Poetry / Valerie Wetlaufer
:: The sound of woodsmoke ::
Tether. The shape of your lips,
an O to blow across the bottle.
I took your tail in my hands.
Shadow patterns, pine &
salt. The cedar smell of piñon.
I put the lime in my mouth.
I put the fakery.
Ribbon encircles your wrists.
Tightens.
I let my mouth rest there,
beside yours. I tasted breath
& blood.
Yesterday begat today.
:: I gave you my — ::
carefully folded, swooned, postpartum
posthaste —
my letter to you, I gave —
curious, you said uncanny you
said the color of my eyes in this light
is a different shade of green said
you don’t eat meat but you wear
leather outside the birds
& inside the sun on the chair
& my thighs spread &
stick to the plastic &
you said you loved
it, & the ampersand & my swoon
silently inside my skirt & the ochre
on the building changes to umber
in the light & the tree outside is
bare & I am, my foot inside my slipper
my toes curled behind & ow & yes
& some days are sunny days & some
days are
From the writer
:: Account ::
In 2010, I started writing a poem every day. My rule is that it doesn’t have to be good, or perfect or polished (revision will come later), but it has to be at least 10 lines. By making space for a daily writing habit, I found the quotidian creeping into my work. While I used to avoid writing about current events, and what I thought of as the mundanities of the everyday, both became presences in my poems, and it’s clear—at least to me—exactly where I was when I wrote about a certain shadow on a wall or an elk or birdsong or washing the dishes. Welcoming the domestic daily into my work did not, as I feared it might, narrow the focus of my poems, but, rather expanded it. I started reading Dorothy Wordsworth’s Grasmere and Alfoxden journals, and Bernadette Mayer’s Midwinter Day. In Midwinter Day, Mayer records her process of writing while living. In diaristic fashion, she details the minutiae of everyday life while she cooks, takes care of her children, goes to the grocery store and generally goes about her daily routine. At the same time that she is recording the playful babble of her daughters, she meditates on her literary precursors. Throughout the text, Mayer is concerned with female literary influence and ancestry, even cataloguing her lineage of female writers. Though she doesn’t include Dorothy Wordsworth in her list, the two writers are engaged in similar projects. I am trying to do something similar.

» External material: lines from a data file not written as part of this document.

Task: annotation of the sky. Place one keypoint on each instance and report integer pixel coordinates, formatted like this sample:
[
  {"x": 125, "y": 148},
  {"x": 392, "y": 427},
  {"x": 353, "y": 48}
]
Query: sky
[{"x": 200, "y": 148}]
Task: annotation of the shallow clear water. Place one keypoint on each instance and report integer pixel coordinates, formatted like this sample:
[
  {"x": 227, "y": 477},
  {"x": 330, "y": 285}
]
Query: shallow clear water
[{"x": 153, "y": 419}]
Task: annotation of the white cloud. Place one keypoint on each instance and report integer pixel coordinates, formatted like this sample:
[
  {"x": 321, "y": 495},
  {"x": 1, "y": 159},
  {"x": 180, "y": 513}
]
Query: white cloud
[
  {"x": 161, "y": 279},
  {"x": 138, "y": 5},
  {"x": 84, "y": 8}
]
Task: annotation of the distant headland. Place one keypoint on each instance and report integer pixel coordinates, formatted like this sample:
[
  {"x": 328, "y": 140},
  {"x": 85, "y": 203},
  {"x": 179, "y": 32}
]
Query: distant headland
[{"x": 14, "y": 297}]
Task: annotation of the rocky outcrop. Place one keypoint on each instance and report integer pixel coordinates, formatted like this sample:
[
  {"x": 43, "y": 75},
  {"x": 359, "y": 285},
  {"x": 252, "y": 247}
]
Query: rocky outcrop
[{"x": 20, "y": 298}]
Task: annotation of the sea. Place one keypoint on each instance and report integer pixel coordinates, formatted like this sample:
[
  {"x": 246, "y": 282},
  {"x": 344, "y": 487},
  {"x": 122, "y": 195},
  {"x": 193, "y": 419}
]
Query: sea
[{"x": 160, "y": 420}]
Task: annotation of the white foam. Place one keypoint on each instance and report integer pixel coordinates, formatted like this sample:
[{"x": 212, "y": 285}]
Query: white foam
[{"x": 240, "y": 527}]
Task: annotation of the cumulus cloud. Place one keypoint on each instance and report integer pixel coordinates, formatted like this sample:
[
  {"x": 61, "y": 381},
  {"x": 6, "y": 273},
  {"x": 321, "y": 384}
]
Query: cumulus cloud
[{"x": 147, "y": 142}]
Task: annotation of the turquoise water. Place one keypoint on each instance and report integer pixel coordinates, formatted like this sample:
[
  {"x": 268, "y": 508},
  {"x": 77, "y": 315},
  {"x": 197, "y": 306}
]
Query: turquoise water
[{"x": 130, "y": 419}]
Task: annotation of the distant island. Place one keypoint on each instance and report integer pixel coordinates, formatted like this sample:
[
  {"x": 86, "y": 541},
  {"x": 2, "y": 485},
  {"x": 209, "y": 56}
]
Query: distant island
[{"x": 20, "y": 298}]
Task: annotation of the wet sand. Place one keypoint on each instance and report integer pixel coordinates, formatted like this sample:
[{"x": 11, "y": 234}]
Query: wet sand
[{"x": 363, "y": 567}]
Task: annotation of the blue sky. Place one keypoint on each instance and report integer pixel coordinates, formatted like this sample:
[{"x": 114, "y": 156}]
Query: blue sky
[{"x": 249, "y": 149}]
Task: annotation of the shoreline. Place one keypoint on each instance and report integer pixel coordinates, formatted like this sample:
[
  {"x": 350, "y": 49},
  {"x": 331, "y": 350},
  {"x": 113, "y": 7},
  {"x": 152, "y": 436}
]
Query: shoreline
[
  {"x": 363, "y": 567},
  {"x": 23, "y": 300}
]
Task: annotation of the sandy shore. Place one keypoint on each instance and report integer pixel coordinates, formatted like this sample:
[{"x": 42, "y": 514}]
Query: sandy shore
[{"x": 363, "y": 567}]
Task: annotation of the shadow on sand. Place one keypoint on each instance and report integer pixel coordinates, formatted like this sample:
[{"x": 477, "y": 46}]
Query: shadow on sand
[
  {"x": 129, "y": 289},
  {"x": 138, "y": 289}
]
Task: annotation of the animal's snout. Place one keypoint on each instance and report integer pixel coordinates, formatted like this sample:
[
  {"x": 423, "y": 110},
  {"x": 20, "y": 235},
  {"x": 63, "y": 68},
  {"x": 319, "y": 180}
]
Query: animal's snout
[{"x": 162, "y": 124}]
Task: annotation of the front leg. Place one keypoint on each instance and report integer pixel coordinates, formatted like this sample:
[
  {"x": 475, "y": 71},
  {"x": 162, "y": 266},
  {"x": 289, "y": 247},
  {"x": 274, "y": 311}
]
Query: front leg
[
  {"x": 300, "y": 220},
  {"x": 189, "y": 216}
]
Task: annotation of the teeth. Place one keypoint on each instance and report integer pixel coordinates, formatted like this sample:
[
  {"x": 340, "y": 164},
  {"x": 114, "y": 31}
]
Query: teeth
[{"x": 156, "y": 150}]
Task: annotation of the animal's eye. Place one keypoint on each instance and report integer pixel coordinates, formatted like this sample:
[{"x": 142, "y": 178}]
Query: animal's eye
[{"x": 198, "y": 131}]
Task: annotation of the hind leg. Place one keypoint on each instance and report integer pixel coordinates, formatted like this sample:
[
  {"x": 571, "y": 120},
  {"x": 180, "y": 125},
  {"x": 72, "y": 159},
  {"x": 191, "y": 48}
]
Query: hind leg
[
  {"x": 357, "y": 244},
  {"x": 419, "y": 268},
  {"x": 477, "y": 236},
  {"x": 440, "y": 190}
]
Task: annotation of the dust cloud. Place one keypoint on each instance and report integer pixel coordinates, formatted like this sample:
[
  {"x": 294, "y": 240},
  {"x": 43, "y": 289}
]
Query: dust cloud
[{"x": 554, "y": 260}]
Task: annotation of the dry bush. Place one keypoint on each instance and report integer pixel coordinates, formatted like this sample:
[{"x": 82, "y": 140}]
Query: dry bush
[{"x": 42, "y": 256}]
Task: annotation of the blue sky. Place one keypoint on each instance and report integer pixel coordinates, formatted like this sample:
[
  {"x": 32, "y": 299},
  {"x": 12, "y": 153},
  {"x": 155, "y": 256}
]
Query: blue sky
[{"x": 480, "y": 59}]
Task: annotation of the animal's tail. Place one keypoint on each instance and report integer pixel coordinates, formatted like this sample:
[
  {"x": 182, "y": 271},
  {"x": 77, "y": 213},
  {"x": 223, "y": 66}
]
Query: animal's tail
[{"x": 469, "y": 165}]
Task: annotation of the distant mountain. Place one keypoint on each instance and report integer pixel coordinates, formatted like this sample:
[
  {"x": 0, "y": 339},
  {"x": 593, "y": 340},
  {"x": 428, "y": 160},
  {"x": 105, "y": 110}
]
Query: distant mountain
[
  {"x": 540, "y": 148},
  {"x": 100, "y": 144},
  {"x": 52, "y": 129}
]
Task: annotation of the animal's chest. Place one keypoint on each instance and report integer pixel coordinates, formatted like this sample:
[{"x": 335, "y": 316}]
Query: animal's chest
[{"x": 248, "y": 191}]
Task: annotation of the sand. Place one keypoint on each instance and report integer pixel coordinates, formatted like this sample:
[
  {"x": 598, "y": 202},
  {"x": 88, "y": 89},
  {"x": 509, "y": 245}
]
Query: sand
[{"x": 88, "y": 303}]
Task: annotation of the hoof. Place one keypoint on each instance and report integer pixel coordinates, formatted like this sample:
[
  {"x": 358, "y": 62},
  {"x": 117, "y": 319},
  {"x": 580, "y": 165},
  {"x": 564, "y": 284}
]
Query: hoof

I used to sit down to write with a specific idea in mind, and I still do that sometimes, but writing every day has opened me up to a wider variety of subjects. I tend to write whatever is on my mind that day. When I have time, I like to compose poems in the mornings, so my dreams—their subjects and imagery—appear, and all are deeply rooted in location. These poems were written in my sunny Salt Lake City apartment, and that dry landscape shows up here in subtle ways. These poems are more associative and looser in form than I used to write. I give them space to play and just say whatever words are flowing through my mind. Of course these are revised from their initial daily rough draft version, but I see a freedom in them, like a woman who has at last unlaced her corset and can breathe easily again. Each of these poems is from my first book, which will be published in March 2014 by Sibling Rivalry Press. The book is mostly populated with poems that began as poems of the day.
Valerie Wetlaufer is a doula, poet, editor, and teacher. She edits Adrienne, a quarterly poetry journal of queer women. She has a PhD in Literature & Creative Writing from the University of Utah and an MFA from Florida State University. Currently, she is a professor at Kirkwood Community College in Cedar Rapids, Iowa. Her first poetry collection, Mysterious Acts by My People, is forthcoming from Sibling Rivalry Press in March, 2014.